Sittingbourne is an industrial town situated in the Swale district of Kent in south east England, 17 miles (27 km) from Canterbury and 45 miles (72 km) from London. The town sits beside the Roman Watling Street, an ancient British trackway used by the Romans and the Anglo-Saxons and next to the Swale, a strip of sea separating mainland Kent from the Isle of Sheppey. The town became prominent after the death of Thomas Becket in 1170, since it provided a convenient resting point on the road from London to Canterbury and Dover.

Sittingbourne is growing rapidly due to a number of large residential developments, and its railway line links to London Victoria and HS1 to St Pancras International, the journey taking about an hour from Sittingbourne railway station.

Sittingbourne owes its name to a modernised version of an observation on its location. The town's name came from the fact that there is a small stream or "bourne" running underground in part of the town. Hasted writing in the 1790s in his History of Kent states that:

The Kent Hundred Rolls of 1274-5, preserved in the National Archives, record Sittingbourne as Sydingeburn in the following entries " Item dicunt quod Johannes Maresescall de Synele tenet unam parvam purpresturam in villa de Sydingeburn et solvit domino regi per annum 1d et dominus rex nichil perdit et quod Petrus de London tenet unam parvam purpresturam in villa de Sydingeburn et solvit inde per annum domino regi 1d et rex nichil perdit." Translated as, "Then they say John Marshall de Synele holds one small encroachment in the vill of Sittingbourne and he pays the lord king 1d. each year and the lord king loses nothing and that Peter of London holds one small encroachment in the vill of Sittingbourne and he pays 1d. each year to the lord king and the king loses nothing."

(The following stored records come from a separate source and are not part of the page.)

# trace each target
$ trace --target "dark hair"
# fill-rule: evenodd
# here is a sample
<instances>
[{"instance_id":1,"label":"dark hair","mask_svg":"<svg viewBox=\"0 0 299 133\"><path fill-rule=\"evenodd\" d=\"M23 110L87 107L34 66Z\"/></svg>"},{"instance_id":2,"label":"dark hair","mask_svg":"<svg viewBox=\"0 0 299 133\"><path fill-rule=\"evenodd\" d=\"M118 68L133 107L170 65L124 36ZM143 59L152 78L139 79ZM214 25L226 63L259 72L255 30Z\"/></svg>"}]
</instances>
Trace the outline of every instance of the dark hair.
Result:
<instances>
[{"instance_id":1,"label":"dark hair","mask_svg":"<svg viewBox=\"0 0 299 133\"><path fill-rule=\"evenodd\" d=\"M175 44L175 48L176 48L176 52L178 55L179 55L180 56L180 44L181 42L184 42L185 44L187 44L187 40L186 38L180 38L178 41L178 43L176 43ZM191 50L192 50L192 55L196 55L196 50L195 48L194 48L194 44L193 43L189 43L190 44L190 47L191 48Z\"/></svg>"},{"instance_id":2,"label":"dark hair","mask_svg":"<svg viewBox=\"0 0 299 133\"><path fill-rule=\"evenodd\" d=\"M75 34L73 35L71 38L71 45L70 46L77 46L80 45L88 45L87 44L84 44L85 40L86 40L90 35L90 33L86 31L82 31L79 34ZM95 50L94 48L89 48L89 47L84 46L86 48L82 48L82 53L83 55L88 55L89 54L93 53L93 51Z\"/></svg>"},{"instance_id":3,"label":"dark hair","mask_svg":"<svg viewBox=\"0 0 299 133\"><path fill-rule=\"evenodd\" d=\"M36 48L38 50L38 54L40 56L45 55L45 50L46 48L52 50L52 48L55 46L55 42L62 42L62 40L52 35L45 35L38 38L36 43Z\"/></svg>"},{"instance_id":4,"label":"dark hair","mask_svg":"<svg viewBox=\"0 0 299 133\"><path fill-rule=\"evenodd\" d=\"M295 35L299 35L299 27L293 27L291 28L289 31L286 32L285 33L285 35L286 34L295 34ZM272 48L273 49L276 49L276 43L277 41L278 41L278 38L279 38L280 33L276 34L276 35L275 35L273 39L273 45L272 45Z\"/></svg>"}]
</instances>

There is evidence of settlement in the area before 2000 BC, with farming and trading tribes living inland to avoid attack, yet close enough to access the sea at Milton Creek. In AD 43 the Romans invaded Kent, and to make access quicker between London and Dover, built Watling Street, which passed straight through Sittingbourne. As a point where sea access met road access, the port of Milton Regis became the Roman administrative centre for the area, with some 20 villas so far discovered, but Sittingbourne remained a minor hamlet throughout Roman times. Most Roman finds in this area were due to the efforts of 19th century brick makers who used topsoil to make bricks, and uncovered the finds; and preserved thanks to banker George Payne, who preserved or bought materials and published his works in 1893 in Collectanea Cantiana.